Sabtu, 18 Juni 2016

Sentuhan Rohani (10)

Falsafah Doa

Perlu diingat, ada dua macam rahmat atau karunia (rahm); pertama disebut rahmaniyah, dan kedua disebut rahimiyah. Rahmaniyah adalah karunia besar yang dimulai sejak sebelum kita berada. Misalnya Allah Ta’ala telah menciptakan bumi, langit, bulan, matahari, serta benda-benda bumi dan langit lainnya, sebelum keberadaan kita, yang semuanya berguna dan akan berguna bagi kita. Selain itu, hewan-hewan juga mengambil manfaat dari benda-benda itu. Namun hewan-hewan itu sendiri juga berguna bagi manusia. Jadi, seakan-akan tetap  manusialah yang mengambil manfaat dari semua itu secara keseluruhan. Lihatlah  dalam hal-hal jasmaniah. Manusia makan makanan yang bermutu tinggi, daging yang baik untuk manusia, dan tulang-tulangnya untuk anjing. Secara jasmaniah, sampai batas-batas tertentu, hewan pun merasakan pengalaman yang sama dengan manusia. Namun dalam kenikmatan ruhaniah, hewan tidak merasakan hal yang sama dengan manusia.
Pendek kata, inilah dua macam rahmat. Pertama rahmat yang diberikan sejak sebelum keberadaan kita. Kedua rahmat yang diterima setelah adanya doa, dan dibutuhkan  tindakan atau kerja untuk mendapatkannya.

Hukum alam selalu ada hubungan dengan doa. Orang yang terkesan dengan alam sekarang ini, yang tidak tahu dan tidak kenal ilmu ketuhanan, dan semua usahanya hanya meniru cara kehidupan sosial orang Eropa menganggap bahwa doa itu bid’ah. Oleh karena itu, perlu dibahas secara singkat mengenai doa.
Lihatlah! Seorang bayi ketika gelisah karena lapar, dia menangis dan menjerit untuk mendapatkan susu. Kemudian dalam payudara ibu, susu bergolak dan keluar. Padahal bayi itu tidak tahu apa doa itu. Apa sebabnya tangisan dan jeritan itu membawa daya tarik pada susu? Ini satu perkara yang umumnya setiap orang mengalaminya. Kadang-kadang diketahui bahwa ibu tidak merasakan ada susu dalam payudaranya. Seringkali memang tidak ada. Bagaimanapun, setelah jeritan bayi yang menyedihkan sampai di telinga, maka susu segera keluar.
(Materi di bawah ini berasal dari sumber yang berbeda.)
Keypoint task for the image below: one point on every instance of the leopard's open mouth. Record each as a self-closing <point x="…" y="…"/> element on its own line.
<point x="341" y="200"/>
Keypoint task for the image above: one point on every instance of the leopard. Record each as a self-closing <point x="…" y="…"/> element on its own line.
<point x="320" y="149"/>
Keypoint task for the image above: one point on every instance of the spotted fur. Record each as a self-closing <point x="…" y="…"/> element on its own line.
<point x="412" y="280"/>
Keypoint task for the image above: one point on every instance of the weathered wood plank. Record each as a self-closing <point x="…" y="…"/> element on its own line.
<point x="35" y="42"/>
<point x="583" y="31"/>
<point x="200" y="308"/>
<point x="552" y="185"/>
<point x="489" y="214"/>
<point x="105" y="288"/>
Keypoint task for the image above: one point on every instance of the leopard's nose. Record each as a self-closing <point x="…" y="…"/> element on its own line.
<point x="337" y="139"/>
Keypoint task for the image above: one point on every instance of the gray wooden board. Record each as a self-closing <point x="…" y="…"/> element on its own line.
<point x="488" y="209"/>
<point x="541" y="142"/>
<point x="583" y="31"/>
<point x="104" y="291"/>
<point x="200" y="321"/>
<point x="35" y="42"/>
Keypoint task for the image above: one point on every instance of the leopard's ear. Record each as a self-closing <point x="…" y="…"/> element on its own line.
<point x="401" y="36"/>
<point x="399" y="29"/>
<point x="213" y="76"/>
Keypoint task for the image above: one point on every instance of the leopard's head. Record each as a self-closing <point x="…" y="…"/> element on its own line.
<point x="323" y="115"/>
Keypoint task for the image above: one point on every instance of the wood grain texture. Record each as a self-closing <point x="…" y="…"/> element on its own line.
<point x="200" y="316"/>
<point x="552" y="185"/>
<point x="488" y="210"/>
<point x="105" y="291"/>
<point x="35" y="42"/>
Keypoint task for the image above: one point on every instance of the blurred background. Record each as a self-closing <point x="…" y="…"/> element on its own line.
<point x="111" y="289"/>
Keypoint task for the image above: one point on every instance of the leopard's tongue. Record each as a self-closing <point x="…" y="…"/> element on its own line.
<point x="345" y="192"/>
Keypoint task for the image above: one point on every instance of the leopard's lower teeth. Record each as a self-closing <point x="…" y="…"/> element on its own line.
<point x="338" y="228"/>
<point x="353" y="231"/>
Rupanya ada hubungan  antara jeritan bayi dengan ketertarikan susu. Sungguh saya katakan, apabila jeritan kita di hadapan Allah Ta’ala begitu dahsyat, maka ia akan membuka rahmat Allah dan menariknya. Saya mengatakan berdasarkan pengalaman saya. Saya merasakan rahmat Allah yang tercurah pada saya dalam bentuk terkabulnya doa. Ya, ahli filsafat yang berpikiran kabur zaman sekarang ini tidak dapat merasakan dan tidak dapat melihatnya. Kebenaran ini tidak dapat lepas dari dunia. Khususnya dalam keadaan ketika saya siap setiap waktu untuk menunjukkan contoh terkabulnya doa.

Singkatnya, dalam hukum alam terdapat contoh terkabulnya doa. Pada setiap zaman Allah Ta’ala memberikan contoh yang hidup. Oleh karena itu, Allah mengajarkan doa “Ihdina-sh shirootho-l mustaqiim. Shirootholladziina an’amta ‘alaihim.” Artinya: Pimpinlah kami pada jalan yang benar. Jalan orang-orang yang telah Engkau beri nikmat. (Q.S. Al-Fatihah, 1:5-6).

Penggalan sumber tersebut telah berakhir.